Quand vais-je leur dire ? se demanda Rand. Très bientôt, je ne peux pas faire autrement…
Moiraine estimerait sûrement que c’était audacieux – un coup de flambeur. Qui sait ? elle approuverait peut-être… Elle pensait connaître tout son plan, pour l’heure, et ne semblait pas vouloir s’y opposer. Sans nul doute, elle avait hâte que tout soit terminé. Mais les Aiels…
Que faire s’ils refusent ? Eh bien, ils auront refusé, mais ça ne changera rien…

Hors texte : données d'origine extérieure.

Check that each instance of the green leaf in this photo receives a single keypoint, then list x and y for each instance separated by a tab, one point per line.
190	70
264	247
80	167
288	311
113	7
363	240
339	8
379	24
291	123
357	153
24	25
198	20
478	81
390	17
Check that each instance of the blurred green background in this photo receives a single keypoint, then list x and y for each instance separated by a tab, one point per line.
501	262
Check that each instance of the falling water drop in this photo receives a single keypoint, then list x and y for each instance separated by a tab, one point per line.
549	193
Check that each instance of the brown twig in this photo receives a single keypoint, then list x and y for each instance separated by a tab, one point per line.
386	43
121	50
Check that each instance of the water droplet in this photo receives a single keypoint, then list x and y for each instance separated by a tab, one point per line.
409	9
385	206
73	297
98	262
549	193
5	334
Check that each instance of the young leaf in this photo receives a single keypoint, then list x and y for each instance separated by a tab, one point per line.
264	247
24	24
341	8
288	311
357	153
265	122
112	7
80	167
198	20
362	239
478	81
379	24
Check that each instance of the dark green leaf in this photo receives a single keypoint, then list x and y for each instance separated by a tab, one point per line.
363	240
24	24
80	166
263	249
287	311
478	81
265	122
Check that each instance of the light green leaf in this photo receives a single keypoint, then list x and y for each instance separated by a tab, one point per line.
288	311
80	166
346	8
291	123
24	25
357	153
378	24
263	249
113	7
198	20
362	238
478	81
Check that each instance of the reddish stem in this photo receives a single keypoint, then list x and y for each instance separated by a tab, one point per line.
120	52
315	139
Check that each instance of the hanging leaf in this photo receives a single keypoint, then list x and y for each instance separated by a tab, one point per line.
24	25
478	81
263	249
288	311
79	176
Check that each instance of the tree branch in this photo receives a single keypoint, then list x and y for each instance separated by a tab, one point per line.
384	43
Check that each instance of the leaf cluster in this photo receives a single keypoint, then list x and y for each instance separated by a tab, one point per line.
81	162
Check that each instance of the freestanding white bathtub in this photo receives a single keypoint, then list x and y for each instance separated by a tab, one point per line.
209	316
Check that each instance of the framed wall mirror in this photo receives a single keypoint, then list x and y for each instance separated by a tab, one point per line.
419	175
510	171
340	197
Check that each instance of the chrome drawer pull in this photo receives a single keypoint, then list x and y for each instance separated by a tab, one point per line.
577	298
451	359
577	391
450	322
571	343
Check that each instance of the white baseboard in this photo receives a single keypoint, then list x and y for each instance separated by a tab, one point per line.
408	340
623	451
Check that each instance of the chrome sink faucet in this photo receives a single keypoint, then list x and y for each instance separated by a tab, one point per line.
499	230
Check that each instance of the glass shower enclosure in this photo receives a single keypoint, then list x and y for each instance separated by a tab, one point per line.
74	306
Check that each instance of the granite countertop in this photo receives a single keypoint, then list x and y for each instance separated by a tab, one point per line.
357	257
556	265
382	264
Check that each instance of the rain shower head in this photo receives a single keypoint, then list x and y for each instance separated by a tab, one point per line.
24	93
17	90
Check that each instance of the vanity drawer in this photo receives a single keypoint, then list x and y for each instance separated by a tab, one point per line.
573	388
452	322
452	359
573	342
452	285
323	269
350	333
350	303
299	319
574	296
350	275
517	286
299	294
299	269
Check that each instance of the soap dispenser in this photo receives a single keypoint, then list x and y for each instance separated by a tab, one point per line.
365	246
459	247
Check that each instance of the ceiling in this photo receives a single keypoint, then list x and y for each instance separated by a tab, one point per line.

C’était comme l’histoire du « cinquième ». Même s’il en avait eu l’intention, Rand n’aurait pas pu empêcher ses alliés de prélever leur butin. Considérant qu’ils l’avaient mérité, Rand ne s’était pas cru obligé d’aider les seigneurs de Tear à conserver ce qu’ils volaient au peuple depuis des générations.
— J’ai vu Aviendha montrer une coupe d’argent à Rhuarc, dit Rand. À la façon dont son sac cliquetait quand elle a remis la coupe dedans, il devait contenir d’autres objets en métal précieux. Tu désapprouves ?
— Non, répondit Egwene avec une légère hésitation qui ne dura pas. Mais je n’aurais pas cru ça d’elle… Cela dit, les Teariens ne se seraient pas limités au cinquième, si les positions avaient été inversées. Ils auraient emporté tout ce qui n’était pas en pierre et volé tous les chariots disponibles. Ce n’est pas parce que les coutumes des gens sont différentes des nôtres qu’il faut les condamner, Rand. Tu devrais savoir ça.
Rand eut un petit rire. On se serait cru au bon vieux temps. Comme d’habitude, alors qu’il allait lui expliquer pourquoi elle avait tort, Egwene lui jetait à la face les mots qu’il n’avait pas encore prononcés.
Sentant son maître de bonne humeur, l’étalon trotta allégrement. Toujours ravi de cette journée, Rand lui flatta l’encolure.
— Un beau cheval, dit Egwene. Comment l’as-tu baptisé ?
— Jeade’en, répondit Rand, se rembrunissant soudain.
Il avait un peu honte de ce nom et des raisons qui l’avaient poussé à le choisir. Les Voyages de Jain l’Explorateur étaient depuis toujours un de ses livres préférés, et le grand aventurier avait nommé son étalon Jeade’en – Celui Qui Trouve, en ancienne langue – parce qu’il retrouvait à tout coup le chemin de son foyer. En secret, Rand se réjouissait à l’idée que Jeade’en le ramènerait un jour chez lui. Conscient que ça n’arriverait probablement jamais, il préférait que personne ne soupçonne la raison de son choix. Désormais, les fantaisies de l’adolescence n’avaient plus de place dans sa vie. À dire vrai, on n’y trouvait plus de place pour grand-chose, à part le devoir.